Although everyone at one time or another has supposed something to be true that wasn’t, real truth will endure the test of time. And, it will be harmonious with real truth from any other source.
I’d like to revise the wording of the statement attributed to Thomas Aquinas: “Faith and reason were not in conflict, and… the two were actually compatible” would be more accurately stated as: “faith and reason need not always be in conflict, and the two can actually be compatible.”
Of course, there are, and have been, religious teachings that have clashed with scientific discoveries. Certainly not every religious teaching ever taught has been true, or truly understood. Neither have all scientific “discoveries” been true, interpreted, or understood correctly. Looking back at what might be called the “dark age of religious dominance,” we can see that there were those who were declared “heretics” who should have been acknowledged as people of genius. Many religious teachings over the years have been shown to be erroneous, and so have scientific theories.
The impressive lecture series by Steven L. Goldman, titled “Science Wars: What Scientists Know and How they Know It,” included a particularly interesting assertion. Namely: “had Galileo claimed that Copernicus’s theory was the most effective means of making astronomical calculations” rather than insisting that the theory was “physically true” he likely would not have suffered such harsh consequences. Goldman claimed that “it was Galileo’s conception of knowledge” that put him in “conflict with the Catholic Church.” And, that “the Church was waging a brutal war” with those “challenging its authority as a source of truth.”
In 2009 an interesting docu-drama on the Scopes “Monkey Trial” aired on TV. After the actors had admirably depicted the proceedings of the trial, the commentator concluded with: “Evolution became an undisputed scientific fact.” That statement should have been substantially revised! It is one example of beliefs being authoritatively stated as though fact. Such statements have led large numbers of people to suppose that all aspects of evolutionary theory have been proven by experimentation—to the point that they are now universally accepted as fact.
In reality, the word “evolve” is used to mean concepts as simple as “change,” “develop,” or “modify.” Other meanings include spontaneous changes of all life forms from a single-celled ancestor, from simple to complex while increasing in stability. Some uses of the word are straightforward and without challenge, but others are not only untestable, but heavily dependent on speculation and tenuous connections.
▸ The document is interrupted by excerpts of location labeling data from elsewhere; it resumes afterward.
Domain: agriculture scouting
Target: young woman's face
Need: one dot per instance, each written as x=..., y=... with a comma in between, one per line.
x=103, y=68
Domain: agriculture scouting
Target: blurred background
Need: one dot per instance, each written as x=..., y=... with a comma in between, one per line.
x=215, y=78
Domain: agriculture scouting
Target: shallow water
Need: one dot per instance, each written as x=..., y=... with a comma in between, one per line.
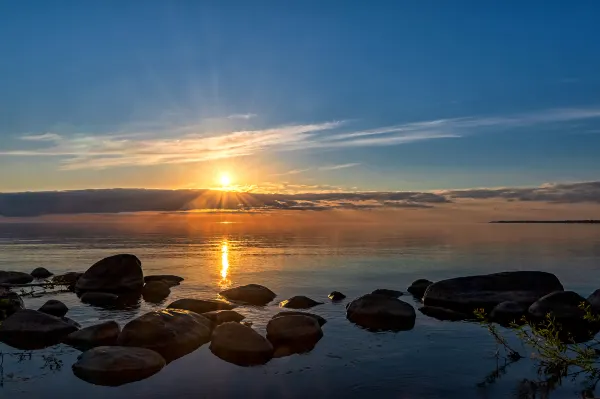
x=434, y=360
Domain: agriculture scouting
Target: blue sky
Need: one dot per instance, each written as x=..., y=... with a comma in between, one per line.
x=310, y=95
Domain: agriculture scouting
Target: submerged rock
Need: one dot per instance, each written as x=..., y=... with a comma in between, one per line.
x=116, y=273
x=253, y=294
x=54, y=307
x=41, y=272
x=171, y=332
x=238, y=344
x=30, y=329
x=103, y=334
x=465, y=294
x=117, y=365
x=378, y=312
x=299, y=302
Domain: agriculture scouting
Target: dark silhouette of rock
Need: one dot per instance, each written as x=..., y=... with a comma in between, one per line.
x=253, y=294
x=224, y=316
x=117, y=365
x=318, y=318
x=444, y=314
x=299, y=302
x=116, y=273
x=41, y=272
x=378, y=312
x=465, y=294
x=54, y=307
x=30, y=329
x=15, y=277
x=386, y=292
x=418, y=287
x=200, y=305
x=336, y=296
x=171, y=332
x=103, y=334
x=238, y=344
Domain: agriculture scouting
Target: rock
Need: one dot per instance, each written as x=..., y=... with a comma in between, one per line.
x=444, y=314
x=54, y=307
x=385, y=292
x=299, y=302
x=168, y=279
x=508, y=312
x=253, y=294
x=418, y=287
x=336, y=296
x=10, y=302
x=378, y=312
x=103, y=334
x=30, y=329
x=293, y=334
x=318, y=318
x=117, y=365
x=224, y=316
x=200, y=305
x=465, y=294
x=41, y=272
x=15, y=277
x=238, y=344
x=100, y=298
x=171, y=332
x=116, y=273
x=155, y=291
Ideally, whenever any aspect of science is taught, great effort should be made to distinguish between facts, experimental evidence, inferences, interpretations, and suppositions. Too often writers of scientific material do not take the time and effort necessary to do so, and often don’t even know themselves. This makes it difficult (especially for less-educated teachers) to discern and teach truth. The controversy over teaching evolution or creation in the schools may be somewhat abated very simply: ensure that such classes are optional, and whenever either is taught, have its class description include a statement of perspective (e.g. from an atheistic point of view, or from that of the ___________ religious tradition). What government or scholastic agency should dictate which of the huge variety of competing views may or may not be taught? Too often the constitutional freedom of religion is misconstrued to mean exclusion of religious teaching.
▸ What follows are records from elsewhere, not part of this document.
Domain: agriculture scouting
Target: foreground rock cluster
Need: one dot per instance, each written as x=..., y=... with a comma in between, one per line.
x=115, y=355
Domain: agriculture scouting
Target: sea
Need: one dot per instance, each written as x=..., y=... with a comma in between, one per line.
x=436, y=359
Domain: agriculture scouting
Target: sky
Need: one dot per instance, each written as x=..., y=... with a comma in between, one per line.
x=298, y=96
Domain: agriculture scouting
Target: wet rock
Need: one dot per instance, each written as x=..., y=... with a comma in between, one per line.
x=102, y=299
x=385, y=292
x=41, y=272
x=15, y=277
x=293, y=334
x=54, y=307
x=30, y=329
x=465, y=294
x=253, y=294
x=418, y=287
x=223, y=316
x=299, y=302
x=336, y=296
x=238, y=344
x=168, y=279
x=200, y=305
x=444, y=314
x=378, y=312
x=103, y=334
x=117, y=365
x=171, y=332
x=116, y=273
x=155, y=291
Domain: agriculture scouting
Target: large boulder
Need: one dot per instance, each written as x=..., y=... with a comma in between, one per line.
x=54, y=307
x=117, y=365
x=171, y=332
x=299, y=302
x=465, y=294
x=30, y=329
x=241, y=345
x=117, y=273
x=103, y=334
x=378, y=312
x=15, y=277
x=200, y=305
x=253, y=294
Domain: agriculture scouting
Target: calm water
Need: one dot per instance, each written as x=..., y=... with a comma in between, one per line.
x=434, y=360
Truths in science and truths in religion complement one another. However, certain teachings in science not only conflict with teachings of religion, but with other aspects of science. Similarly, as evidenced by the variety of beliefs among different religious groups, religious teachings often conflict with each other, and they also conflict with aspects of science.
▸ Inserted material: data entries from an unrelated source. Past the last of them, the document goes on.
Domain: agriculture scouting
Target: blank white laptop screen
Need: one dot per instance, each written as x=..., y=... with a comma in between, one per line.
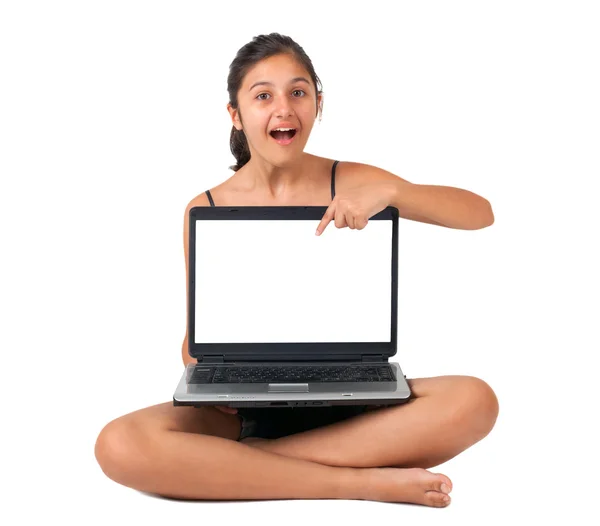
x=275, y=281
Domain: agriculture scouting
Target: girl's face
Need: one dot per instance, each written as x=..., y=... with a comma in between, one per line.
x=276, y=92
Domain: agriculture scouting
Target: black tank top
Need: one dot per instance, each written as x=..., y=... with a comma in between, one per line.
x=212, y=203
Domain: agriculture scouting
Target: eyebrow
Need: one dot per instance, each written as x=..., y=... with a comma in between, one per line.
x=265, y=83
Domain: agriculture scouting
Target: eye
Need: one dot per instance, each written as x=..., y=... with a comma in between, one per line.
x=260, y=94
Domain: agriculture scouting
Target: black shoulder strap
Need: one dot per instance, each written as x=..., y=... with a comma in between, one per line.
x=333, y=179
x=212, y=203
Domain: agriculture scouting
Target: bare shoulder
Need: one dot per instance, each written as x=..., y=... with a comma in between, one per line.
x=353, y=173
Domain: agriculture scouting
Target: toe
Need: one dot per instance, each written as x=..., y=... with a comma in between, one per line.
x=436, y=499
x=438, y=484
x=445, y=480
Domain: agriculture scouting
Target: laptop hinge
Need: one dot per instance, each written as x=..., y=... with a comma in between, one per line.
x=212, y=358
x=373, y=358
Although we have geniuses among us, the average person will not be able to sort out all the truth from misperceptions, misunderstandings, and misinformation. Thus, it seems we are left to try do our best to distinguish truth, and in our writing and teaching, clearly state what is fact, theory, logical deduction, inference, etc. My hope is that we can tolerate, in a kindly manner, those who understand things differently. I am very impressed by the old sayings: “Agree to disagree” and “Disagree agreeably.”